Leigh and Leslie Keno, who taught Americans how to love age-old layers of dirt (patina!) and hairy-paw mahogany feet, are suddenly smitten with the sleek chic of glass-clad furniture and lighting with an Italian accent. The Antiques Roadshow twins aren’t turning their backs on Chippendale; they remain faithful to their quest for the best, whether it was designed 76 years ago by architects in Milan or 250 years ago by the famous cabinetmakers of Newport, Rhode Island.
"A room with classic architecture doesn’t need another 12-arm chandelier," opines Leslie Keno, who is taking a break from his senior vice-presidential duties at Sotheby’s to visit brother Leigh and check out his latest haul. "I’d much rather see a blend of the old with the new," he says while flipping through Christie’s and Sotheby’s auction catalogs, pointing out rock-glam chandeliers by Fontana Arte.

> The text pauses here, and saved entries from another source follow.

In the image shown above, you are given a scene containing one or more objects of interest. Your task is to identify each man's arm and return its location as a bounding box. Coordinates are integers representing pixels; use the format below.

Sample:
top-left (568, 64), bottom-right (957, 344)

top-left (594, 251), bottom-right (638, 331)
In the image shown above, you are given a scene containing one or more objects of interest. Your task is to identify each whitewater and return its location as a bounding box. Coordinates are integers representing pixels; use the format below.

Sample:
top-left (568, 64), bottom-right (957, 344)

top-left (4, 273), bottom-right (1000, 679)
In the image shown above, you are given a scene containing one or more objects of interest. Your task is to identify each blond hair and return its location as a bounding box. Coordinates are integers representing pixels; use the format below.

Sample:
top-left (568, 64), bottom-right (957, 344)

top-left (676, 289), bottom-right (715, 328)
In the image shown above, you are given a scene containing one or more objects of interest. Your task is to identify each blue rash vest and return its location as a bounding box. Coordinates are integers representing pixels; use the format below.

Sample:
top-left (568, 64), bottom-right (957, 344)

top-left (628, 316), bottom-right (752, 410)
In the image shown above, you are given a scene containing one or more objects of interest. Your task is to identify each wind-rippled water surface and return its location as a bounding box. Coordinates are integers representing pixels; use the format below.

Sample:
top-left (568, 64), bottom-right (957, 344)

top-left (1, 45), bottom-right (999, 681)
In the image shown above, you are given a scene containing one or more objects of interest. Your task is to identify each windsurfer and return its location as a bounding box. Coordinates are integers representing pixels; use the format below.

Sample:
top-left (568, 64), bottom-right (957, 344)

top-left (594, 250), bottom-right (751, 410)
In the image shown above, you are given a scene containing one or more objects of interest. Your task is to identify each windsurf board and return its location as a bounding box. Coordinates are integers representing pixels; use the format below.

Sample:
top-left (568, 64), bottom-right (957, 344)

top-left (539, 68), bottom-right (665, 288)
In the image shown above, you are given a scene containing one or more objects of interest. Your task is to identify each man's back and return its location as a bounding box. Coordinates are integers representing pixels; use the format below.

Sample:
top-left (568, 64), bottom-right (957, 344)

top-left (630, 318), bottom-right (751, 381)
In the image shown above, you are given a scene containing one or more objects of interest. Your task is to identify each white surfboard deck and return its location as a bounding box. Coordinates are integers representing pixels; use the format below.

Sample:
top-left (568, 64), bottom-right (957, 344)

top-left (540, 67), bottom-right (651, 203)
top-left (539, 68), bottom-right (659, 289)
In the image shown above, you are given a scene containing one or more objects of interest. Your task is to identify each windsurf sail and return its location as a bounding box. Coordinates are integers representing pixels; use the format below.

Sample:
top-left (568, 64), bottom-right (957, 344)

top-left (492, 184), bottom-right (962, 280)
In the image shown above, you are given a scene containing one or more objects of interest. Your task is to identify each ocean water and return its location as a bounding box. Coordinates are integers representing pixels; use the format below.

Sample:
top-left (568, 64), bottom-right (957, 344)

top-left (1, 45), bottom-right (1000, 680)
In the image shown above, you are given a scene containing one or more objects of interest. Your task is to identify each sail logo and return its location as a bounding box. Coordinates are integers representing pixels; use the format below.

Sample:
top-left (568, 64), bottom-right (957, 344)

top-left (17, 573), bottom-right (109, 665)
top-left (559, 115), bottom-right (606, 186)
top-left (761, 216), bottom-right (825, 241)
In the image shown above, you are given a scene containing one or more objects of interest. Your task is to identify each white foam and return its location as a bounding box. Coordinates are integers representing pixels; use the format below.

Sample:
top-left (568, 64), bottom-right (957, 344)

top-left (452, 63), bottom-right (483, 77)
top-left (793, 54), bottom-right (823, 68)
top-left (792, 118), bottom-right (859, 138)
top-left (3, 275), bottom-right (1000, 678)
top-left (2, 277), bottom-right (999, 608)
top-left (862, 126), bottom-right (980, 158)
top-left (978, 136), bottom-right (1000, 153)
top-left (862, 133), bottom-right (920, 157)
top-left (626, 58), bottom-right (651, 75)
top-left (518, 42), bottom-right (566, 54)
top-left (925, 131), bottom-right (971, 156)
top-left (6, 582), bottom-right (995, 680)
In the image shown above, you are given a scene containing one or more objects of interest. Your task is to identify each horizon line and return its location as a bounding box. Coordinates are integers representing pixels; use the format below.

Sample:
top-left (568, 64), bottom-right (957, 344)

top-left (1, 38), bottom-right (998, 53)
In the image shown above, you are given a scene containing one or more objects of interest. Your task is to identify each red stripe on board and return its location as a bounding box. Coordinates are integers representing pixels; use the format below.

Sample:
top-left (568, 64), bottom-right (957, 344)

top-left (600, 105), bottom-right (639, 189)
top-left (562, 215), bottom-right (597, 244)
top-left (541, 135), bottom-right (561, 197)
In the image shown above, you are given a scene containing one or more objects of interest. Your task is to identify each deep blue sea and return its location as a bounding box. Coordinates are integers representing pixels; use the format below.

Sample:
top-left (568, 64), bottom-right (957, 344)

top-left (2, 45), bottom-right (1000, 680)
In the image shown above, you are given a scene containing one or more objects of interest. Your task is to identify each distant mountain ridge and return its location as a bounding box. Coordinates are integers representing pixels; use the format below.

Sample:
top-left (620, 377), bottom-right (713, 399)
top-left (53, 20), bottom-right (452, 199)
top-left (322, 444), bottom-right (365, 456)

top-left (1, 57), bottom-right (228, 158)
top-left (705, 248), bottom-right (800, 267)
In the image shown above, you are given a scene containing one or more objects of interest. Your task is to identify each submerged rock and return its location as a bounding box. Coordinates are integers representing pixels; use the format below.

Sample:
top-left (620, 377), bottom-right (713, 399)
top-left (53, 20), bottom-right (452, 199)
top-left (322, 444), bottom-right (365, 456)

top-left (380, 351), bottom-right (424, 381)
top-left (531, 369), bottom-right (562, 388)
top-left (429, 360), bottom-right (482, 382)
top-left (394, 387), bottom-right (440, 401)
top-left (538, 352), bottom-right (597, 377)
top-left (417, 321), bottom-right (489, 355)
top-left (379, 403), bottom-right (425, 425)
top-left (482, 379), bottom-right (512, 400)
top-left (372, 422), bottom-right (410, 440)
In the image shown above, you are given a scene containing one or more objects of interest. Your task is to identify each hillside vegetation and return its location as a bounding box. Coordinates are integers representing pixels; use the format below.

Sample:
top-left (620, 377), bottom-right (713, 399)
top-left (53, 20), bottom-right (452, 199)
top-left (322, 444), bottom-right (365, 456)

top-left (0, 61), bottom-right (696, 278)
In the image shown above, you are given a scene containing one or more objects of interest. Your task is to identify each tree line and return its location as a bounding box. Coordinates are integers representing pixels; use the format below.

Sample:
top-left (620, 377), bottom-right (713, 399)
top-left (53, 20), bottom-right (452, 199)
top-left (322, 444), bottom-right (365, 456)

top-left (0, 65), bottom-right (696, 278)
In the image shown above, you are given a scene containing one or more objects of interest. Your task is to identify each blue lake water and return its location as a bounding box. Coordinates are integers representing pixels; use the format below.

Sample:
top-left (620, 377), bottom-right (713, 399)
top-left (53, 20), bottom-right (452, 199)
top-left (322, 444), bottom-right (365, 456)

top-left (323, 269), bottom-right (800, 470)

"Fontana Arte was expensive when first made; the craftsmanship is amazing," notes Leigh (right), who recently scored this low-slung coffee table by Fontana at Sollo Rago auction house in Lambertville, New Jersey. Flashes of gold leaf peek through the aquamarine glass top, but it was the chipped-ice-like edge and flat, primitive drawings by artist Duilio Barnabé (nicknamed "Dubé") that convinced Leigh to go the distance—$10,800.
The tabletop reminds Leslie of reverse-glass painting—"like the eglomise found on a banjo clock," he says, stroking the table’s edge, which looks jagged but feels smooth. "I love the primitivism," adds Leigh, pointing to the stump-shaped legs and flat, outlined faces. "Dubé’s paintings have sold for $25,000, and this painting on glass reflects his work on canvas."